VS Code selects incorrect overload when a function parameter has a default value

I'm overloading a method so the return type differs depending on the value of a given bool parameter. That same parameter has a default value (False in my case).

Here's a simplistic example function to demonstrate:

import typing

@typing.overload
def fn(val: int, to_none: typing.Literal[True] = ...) -> None: ...

@typing.overload
def fn(val: int, to_none: typing.Literal[False] = ...) -> float: ...

@typing.overload
def fn(val: int) -> float: ...

def fn(val: int, to_none: bool = False) -> float | None:
    return None if to_none else float(val)

x = fn(5, to_none=True)

y = fn(6, to_none=False)

z = fn(7)

My problem is with z. VS Code doesn't appear to take the default value of the parameter into account and considers it a None as if True had been passed into the to_none parameter:

Is this a problem with my overload definition, or a bug with VS Code/pylance/etc.?

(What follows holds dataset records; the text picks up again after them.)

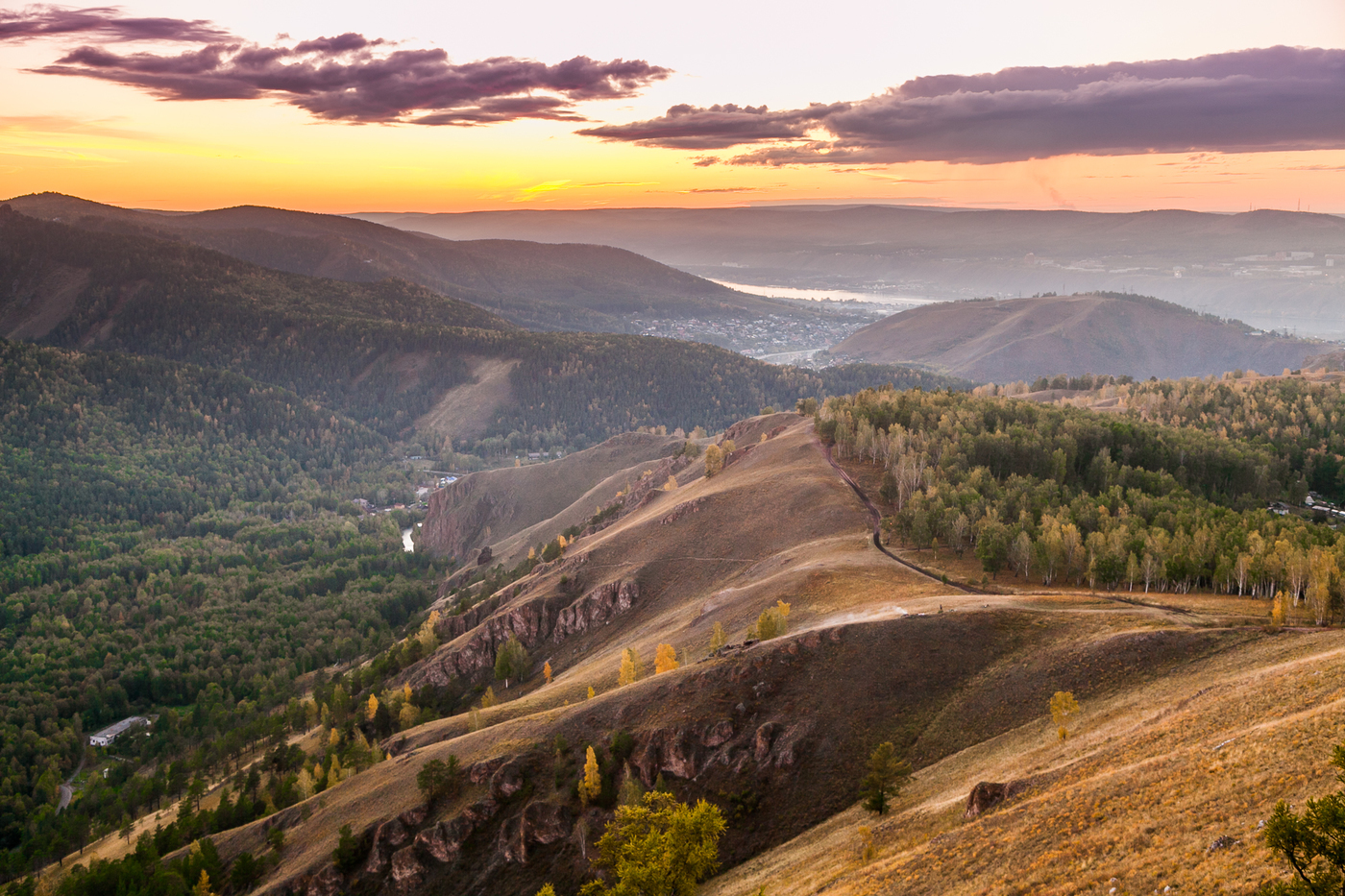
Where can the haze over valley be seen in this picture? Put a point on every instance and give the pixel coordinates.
(589, 451)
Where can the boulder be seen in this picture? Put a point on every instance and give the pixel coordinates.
(407, 871)
(507, 781)
(986, 795)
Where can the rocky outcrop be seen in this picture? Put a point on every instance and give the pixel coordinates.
(540, 824)
(459, 519)
(682, 510)
(387, 838)
(325, 883)
(473, 648)
(599, 606)
(986, 795)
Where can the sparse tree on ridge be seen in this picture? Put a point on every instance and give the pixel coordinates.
(713, 460)
(887, 775)
(658, 848)
(511, 660)
(665, 660)
(592, 784)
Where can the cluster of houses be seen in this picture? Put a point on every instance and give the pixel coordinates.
(114, 731)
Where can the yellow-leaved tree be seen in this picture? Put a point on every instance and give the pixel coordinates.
(629, 667)
(592, 784)
(665, 660)
(1063, 708)
(773, 620)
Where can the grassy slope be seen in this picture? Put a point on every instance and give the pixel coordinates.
(386, 352)
(1026, 338)
(937, 684)
(538, 285)
(1133, 801)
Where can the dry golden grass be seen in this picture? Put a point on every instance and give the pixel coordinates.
(1156, 774)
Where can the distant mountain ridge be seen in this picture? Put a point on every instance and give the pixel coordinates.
(535, 285)
(968, 254)
(386, 354)
(1029, 338)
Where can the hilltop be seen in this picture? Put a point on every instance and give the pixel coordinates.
(776, 732)
(535, 285)
(1028, 338)
(396, 356)
(1253, 265)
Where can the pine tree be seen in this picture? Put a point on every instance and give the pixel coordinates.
(887, 775)
(629, 671)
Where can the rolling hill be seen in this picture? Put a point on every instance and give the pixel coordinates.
(971, 252)
(400, 358)
(777, 732)
(537, 285)
(1028, 338)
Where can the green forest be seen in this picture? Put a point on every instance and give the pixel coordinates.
(178, 541)
(385, 352)
(1060, 494)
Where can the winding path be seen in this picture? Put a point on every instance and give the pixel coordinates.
(67, 791)
(877, 527)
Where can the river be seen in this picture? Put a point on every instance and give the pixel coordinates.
(822, 295)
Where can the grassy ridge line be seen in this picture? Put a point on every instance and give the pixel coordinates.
(538, 285)
(345, 345)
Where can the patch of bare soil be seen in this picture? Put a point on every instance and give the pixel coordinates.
(50, 303)
(466, 410)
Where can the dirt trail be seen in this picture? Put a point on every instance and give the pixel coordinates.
(67, 791)
(877, 526)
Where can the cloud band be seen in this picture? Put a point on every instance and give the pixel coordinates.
(1248, 101)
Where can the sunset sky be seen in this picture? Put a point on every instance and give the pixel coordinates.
(1214, 105)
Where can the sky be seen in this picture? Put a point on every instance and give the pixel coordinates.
(413, 107)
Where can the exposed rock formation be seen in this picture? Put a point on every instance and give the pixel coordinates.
(986, 795)
(474, 641)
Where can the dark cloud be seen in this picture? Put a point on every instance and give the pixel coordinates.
(717, 127)
(342, 78)
(1247, 101)
(101, 23)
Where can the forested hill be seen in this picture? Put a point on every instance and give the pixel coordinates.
(104, 443)
(174, 540)
(382, 352)
(1019, 338)
(537, 285)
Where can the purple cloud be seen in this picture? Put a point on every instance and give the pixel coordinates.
(101, 23)
(1247, 101)
(342, 78)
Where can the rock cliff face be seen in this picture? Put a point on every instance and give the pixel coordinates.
(474, 640)
(517, 821)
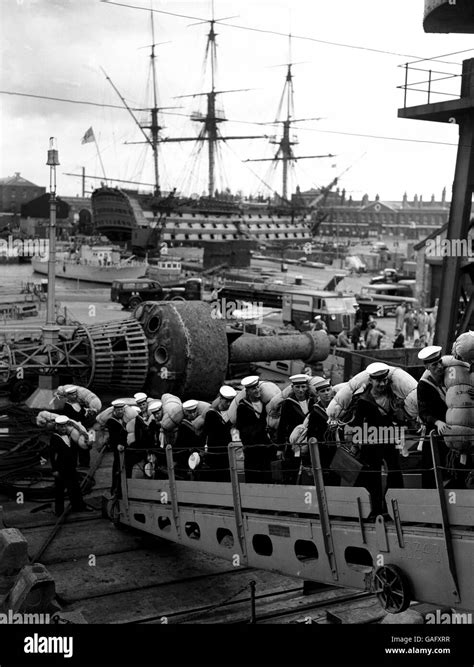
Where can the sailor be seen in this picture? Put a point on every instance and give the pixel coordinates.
(432, 408)
(317, 423)
(63, 456)
(139, 434)
(377, 409)
(252, 424)
(294, 408)
(82, 405)
(114, 419)
(217, 431)
(189, 438)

The overload definition of the True case is wrong: the ellipsis (...) after to_none should not be given here. That is, replace the stub with:

@typing.overload
def fn(val: int, to_none: typing.Literal[True]) -> None: ...

… and z should be inferred as float correctly.

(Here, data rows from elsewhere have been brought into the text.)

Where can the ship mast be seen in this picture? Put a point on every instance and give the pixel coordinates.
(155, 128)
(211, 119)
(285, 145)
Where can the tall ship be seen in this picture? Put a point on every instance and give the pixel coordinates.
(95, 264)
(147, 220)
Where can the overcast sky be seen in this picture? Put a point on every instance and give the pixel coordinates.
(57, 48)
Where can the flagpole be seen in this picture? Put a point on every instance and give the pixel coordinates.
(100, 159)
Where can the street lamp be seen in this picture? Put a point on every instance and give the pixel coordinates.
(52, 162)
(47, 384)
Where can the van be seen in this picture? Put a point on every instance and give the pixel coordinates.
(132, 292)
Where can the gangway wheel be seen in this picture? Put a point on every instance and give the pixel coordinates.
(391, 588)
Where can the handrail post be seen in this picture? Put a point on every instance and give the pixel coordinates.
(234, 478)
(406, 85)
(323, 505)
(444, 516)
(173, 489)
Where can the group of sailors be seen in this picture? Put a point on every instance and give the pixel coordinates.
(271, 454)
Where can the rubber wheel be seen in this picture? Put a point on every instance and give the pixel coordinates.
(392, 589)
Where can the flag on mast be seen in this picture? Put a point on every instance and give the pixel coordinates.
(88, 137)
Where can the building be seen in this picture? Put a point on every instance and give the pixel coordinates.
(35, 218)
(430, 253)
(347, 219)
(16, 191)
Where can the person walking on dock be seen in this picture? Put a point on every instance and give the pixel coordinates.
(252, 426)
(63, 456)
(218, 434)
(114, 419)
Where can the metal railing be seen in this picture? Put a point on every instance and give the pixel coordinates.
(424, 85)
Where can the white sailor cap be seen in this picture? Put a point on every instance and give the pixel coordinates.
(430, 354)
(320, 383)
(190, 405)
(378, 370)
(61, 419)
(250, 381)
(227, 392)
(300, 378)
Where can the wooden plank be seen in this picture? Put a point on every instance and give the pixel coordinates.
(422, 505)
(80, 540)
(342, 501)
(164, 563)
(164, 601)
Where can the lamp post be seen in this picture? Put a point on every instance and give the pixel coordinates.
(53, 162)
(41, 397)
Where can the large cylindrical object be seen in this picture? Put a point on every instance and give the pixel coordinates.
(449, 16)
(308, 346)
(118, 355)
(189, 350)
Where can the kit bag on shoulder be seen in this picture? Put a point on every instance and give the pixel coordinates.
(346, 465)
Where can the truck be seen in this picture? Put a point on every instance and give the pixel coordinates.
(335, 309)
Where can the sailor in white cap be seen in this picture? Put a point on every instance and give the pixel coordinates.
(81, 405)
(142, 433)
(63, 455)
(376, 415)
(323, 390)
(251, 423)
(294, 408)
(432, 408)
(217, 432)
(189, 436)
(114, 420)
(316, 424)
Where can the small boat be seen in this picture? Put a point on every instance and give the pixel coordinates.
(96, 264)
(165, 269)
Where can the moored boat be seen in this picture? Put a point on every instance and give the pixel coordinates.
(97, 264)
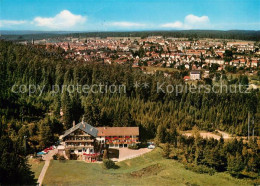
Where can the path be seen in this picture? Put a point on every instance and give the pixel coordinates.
(47, 159)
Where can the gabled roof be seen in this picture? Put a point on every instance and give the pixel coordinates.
(118, 131)
(83, 126)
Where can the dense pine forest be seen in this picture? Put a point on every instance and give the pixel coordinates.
(35, 120)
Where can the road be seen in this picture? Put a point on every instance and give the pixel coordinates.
(47, 159)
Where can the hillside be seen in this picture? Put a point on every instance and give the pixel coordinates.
(149, 169)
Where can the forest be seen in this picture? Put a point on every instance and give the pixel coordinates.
(35, 122)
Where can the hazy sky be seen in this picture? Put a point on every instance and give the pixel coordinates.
(118, 15)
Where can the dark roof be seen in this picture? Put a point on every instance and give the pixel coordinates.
(118, 131)
(83, 126)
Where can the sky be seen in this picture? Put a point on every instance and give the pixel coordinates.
(127, 15)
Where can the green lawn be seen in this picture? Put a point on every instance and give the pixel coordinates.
(149, 169)
(36, 167)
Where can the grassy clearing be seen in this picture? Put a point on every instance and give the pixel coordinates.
(36, 167)
(149, 169)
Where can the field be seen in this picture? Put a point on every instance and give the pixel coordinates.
(149, 169)
(36, 167)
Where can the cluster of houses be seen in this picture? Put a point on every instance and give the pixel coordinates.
(88, 143)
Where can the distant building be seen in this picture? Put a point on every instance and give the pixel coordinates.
(195, 75)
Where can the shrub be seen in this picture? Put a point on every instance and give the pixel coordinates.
(108, 164)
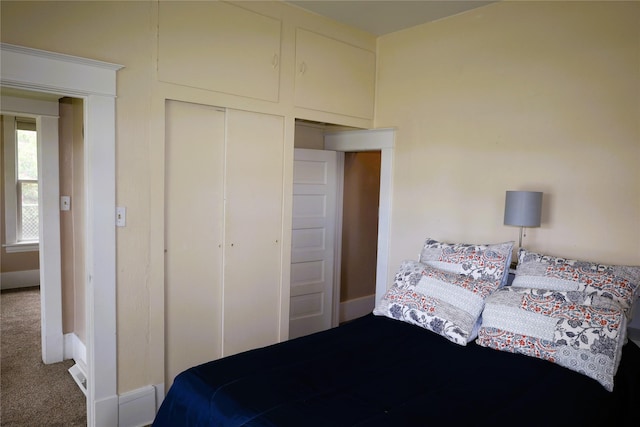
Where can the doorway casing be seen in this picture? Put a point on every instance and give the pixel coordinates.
(371, 140)
(95, 82)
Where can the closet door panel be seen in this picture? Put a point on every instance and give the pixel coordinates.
(219, 46)
(194, 150)
(253, 227)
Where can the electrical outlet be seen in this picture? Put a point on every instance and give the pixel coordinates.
(65, 203)
(121, 216)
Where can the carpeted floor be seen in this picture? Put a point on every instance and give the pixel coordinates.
(32, 393)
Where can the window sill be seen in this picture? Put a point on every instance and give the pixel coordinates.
(21, 247)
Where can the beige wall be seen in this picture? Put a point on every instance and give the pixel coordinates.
(71, 155)
(517, 96)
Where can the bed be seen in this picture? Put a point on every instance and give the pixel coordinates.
(421, 359)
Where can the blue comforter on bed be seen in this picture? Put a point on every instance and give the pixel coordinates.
(376, 371)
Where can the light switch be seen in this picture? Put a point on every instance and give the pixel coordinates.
(121, 216)
(65, 203)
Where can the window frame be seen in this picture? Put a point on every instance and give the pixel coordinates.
(12, 214)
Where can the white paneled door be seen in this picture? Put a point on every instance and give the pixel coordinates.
(195, 138)
(313, 237)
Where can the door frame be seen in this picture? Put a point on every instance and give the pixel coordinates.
(95, 82)
(382, 140)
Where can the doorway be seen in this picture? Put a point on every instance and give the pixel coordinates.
(321, 136)
(93, 81)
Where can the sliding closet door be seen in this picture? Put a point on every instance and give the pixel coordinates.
(253, 227)
(194, 153)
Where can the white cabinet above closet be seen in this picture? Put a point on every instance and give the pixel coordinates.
(334, 76)
(221, 47)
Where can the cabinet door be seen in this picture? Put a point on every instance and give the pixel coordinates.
(218, 46)
(334, 76)
(253, 230)
(194, 150)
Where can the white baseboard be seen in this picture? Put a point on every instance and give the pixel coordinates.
(20, 279)
(138, 407)
(80, 377)
(356, 307)
(75, 349)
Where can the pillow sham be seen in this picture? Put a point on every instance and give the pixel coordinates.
(480, 261)
(446, 303)
(584, 333)
(619, 283)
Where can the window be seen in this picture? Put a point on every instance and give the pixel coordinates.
(27, 182)
(21, 183)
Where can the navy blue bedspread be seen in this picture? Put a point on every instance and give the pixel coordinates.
(376, 371)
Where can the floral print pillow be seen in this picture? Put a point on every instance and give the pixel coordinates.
(480, 261)
(446, 303)
(582, 332)
(619, 283)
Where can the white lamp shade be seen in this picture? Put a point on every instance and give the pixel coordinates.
(523, 208)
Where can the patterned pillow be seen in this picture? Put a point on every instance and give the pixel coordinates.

Why is this? I quote my earlier answer to a related question, regarding the use of ellipses as placeholders for default values in stubs:

In the way the ellipses are used, they indicate that a default value is actually part of this particular overload.

In your True case, the default value (False) is not part of this particular overload (to_none: typing.Literal[True]), so no ellipsis should be written there.